Proprioception Preservation
The recently described agonist-antagonist myoneural interface (AMI) is a surgical construct designed to preserve or restore proprioception in an amputated limb.[12] Creation of an AMI involves coaptation of two innervated, vascularized muscles that have a natural agonist-antagonist relationship in an intact limb. AMIs may be constructed utilizing native tissues, or via regenerative techniques such as TMR or RPNI construction.[13],[14]
A single AMI is constructed as an emulator for each joint for which restoration of proprioception is desired. To date, AMI construction has been described in the setting of acute TTA, TFA, TRA and THA. Early results from patients who have undergone these procedures have evidenced an unprecedented degree of phantom limb sensation that appears to augment residual limb function, diminish neuropathic pain and prevent downstream limb atrophy.[15],[16]
Vascularized Composite Allotransplantation
The first transplantation of a hand was performed in 1964, harkening the development of the field of vascularized composite allotransplantation (VCA).[17] Since that time, over 100 upper extremity and at least 4 lower extremity transplantation procedures have been performed worldwide.[18]
These procedures require obligatory lifelong immunosuppression and are characterized by extended reinnervation recovery periods.

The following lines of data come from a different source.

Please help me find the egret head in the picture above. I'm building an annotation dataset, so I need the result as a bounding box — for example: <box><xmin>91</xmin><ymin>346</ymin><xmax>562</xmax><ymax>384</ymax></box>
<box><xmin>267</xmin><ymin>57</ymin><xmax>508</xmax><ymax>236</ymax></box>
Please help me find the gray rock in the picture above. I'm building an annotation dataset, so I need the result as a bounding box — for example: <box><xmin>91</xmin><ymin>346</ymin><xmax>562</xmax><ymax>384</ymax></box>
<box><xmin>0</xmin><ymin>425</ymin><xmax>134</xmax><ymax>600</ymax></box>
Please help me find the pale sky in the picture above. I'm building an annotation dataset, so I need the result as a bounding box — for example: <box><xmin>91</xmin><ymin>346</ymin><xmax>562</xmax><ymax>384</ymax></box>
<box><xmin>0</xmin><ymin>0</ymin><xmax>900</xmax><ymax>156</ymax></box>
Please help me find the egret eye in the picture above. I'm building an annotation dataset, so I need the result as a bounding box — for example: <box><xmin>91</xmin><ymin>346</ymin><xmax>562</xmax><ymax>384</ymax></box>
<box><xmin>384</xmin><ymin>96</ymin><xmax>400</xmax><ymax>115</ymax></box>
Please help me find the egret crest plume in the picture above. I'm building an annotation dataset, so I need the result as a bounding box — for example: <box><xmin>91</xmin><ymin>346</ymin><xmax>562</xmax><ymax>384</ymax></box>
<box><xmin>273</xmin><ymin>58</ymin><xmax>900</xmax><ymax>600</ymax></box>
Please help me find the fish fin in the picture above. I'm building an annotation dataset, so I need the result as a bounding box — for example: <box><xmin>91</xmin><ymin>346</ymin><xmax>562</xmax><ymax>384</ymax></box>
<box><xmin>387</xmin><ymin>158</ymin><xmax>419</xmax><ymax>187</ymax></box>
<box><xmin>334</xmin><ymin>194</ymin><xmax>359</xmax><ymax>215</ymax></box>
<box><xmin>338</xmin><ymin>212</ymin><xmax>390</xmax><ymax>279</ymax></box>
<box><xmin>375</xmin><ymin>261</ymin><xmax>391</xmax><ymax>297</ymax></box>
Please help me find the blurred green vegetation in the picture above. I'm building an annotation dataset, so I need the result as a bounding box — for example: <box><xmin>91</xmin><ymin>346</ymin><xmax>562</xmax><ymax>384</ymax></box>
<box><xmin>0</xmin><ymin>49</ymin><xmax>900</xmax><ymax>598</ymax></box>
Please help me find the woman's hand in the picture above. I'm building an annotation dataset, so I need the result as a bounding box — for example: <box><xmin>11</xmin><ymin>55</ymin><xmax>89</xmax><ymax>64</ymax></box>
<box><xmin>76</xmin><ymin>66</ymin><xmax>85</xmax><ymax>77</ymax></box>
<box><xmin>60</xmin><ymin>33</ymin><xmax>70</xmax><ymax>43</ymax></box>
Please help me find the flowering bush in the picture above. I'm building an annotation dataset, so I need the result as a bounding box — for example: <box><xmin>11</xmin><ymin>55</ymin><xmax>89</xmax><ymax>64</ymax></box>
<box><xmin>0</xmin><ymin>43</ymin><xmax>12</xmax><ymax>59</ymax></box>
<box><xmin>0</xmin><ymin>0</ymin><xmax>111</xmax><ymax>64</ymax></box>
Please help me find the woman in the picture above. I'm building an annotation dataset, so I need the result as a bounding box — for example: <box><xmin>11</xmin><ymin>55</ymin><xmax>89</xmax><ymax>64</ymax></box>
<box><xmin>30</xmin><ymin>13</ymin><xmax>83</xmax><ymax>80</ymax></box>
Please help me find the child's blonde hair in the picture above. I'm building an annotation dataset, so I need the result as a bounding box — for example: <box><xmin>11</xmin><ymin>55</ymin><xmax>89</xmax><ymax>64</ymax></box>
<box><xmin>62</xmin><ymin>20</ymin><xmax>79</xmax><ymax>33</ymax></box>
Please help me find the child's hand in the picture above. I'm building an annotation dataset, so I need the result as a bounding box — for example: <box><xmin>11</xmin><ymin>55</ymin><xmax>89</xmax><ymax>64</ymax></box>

Furthermore, functional outcomes from such procedures have been highly variable and chronic rejection has emerged as a cause for eventual graft failure in a subset of transplanted patients.[19]
At present, no formal recommendations regarding acute management of extremity amputation sites to optimize patients for downstream VCA candidacy have been developed other than to encourage preservation of optimal residual limb length. Whether VCA emerges as a more widespread option for extremity amputees over time will likely depend on our ability to induce immunologic tolerance and augment nerve regrowth.
Osseointegration
Standard socket interfaces for extremity prostheses carry with them a host of drawbacks including skin irritation due to friction and sweat, frequent refitting requirements due to progressive limb atrophy and difficulty achieving stability in the short residual limbs. An alternative to the standard socket interface is the placement of an implantable device in the medullary canal of the residual limb bony infrastructure that includes a distal abutment that penetrates the distal limb skin and serves as a direct prosthetic attachment point. This device – known as an osseointegrated implant – completely obviates the need for a socket.[20]
Osseointegrated implants have been employed with increasing regularity in TFA and THA scenarios, and have more recently been applied to TTA and TRA scenarios, as well.[21] Placement of such implants is not generally undertaken at the time of acute amputation, but may be considered once a patient has demonstrated an inability to successfully utilize a standard socket. Osseointegrated implants require patients to observe a heightened degree of hygiene in their residual limbs and carry with them the lifelong risk of implant infection and/or failure.

Conclusions

Severe extremity injuries requiring amputation are being witnessed with increasing frequency in the setting of war-related activities. The goals of limb amputation have expanded since the development of basic limb sacrifice techniques; modern notions of limb amputation are increasingly framing it as a reconstructive procedure rather than a surgical failure.
While there are general overarching principles that hold true for limb amputations at all levels, there are specific concerns that must be considered for TTA, TFA, TRA and THA scenarios, respectively. In addition, there are a number of advanced reconstructive techniques that are available to augment extremity amputation outcomes that may be considered if time, resources and surgeon skill allow.